Kız bir süre daha oturup, kedilere bakıp, “umarım yarın birbirlerine daha yakınlaşırlar” temennilerini kadına iletip, gitti. O gidince, ev birden sessizleşiverdi. Kadın anıların yorgunluğuyla bir müddet oturdu kanapede. İçerden gelen kedilerin iyice vahşileşmiş çığlıklarını duymuyordu. Bir piyanoydu kulaklarındaki, piyanonun sesi, onu çay toplantılarının, yaşanan ilk aşkın pırıltılı dünyasına götürüyordu. İlk aşkın izin verilen ölçülerdeki yakınlaşması ve sıcaklığı içine doldu. Gözleri nemlendi, yalnız kalakalmışlığına, yaşlanmanın geri dönülmezliğindeki acımasızlığın aslında bu yalnız bırakılma olmasına. Asla yalnız sayılmazdı, oğulları, torunları vardı, yazları geliyorlardı yaşadıkları ülkelerden, sonra hala yaşayan az da olsa birkaç arkadaşı vardi, yarın briç partisi vardı, biliyordu ama, yine de...

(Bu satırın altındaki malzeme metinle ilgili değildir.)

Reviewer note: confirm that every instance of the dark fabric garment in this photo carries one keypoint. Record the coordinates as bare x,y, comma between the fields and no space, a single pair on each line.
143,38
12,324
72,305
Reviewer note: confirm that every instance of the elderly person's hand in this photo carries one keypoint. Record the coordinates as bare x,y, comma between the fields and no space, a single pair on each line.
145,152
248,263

Sevmezdi böyle uğursuz düşüncelerin tutsağı olup bunalmayı. Birden kalkıp kahve fincanlarını topladı. Mutfağa götürürken, kedilerin kapatıldıkları kapıyı tırmaladıklarını ve korkunç sesler çıkararak bağırdıklarını duymuyordu ağır işiten kulakları. Yürürken, tam koridorda sendeledi, düşecek gibi oldu, “Allah allah, ayağım kaydı” diye söylenirken yerin oynadığını fark etti. “Hay allah, zelzele!” derken, bu küçük sallanmanın bitmesini bekledi, elinde fincanlar, koridorda. Şoförün bugün izinli olduğunu düşündü, kedilerin içerde olduklarını düşündü, yalnız olduğunu düşündü, herkesin çok uzakta olduğunu, kimsenin olmadığını. Minik sarsıntılar tam bittiği anda, bir oyun eder gibi, korkunç bir gürültüyle geri geldiler, öfke içinde, daha şiddetli. Evin avizleri sallanmaya başlamış, derinlerden gelen korkunç uğultulara hayvanların bağırışları, duvarlardan gelen zangırdamalar eşlik etmeye başlamıştı. Korkudan ne yapacağını şaşırdı. Ani bir kararla, tökezleyerek salona doğru geri dönerken, fincanlar elinden düştü. Sarsıntılar gitgide artarken, inleyerek masaya yaklaşmaya çalıştı. Arkasındaki büfe şangırtılar içinde devrildiği esnada, içinde defterlerinin, iki yıldır özenle yazdığı anı defterlerinin olduğunu düşündü. Masanın üstünde duran albümlere güçlükle erişti ve alıp yere oturdu, masanın yanına. Onları göğsüne bastırdı. Artık yalnız hissetmiyordu. Avize düşerken gözlerini kapattı.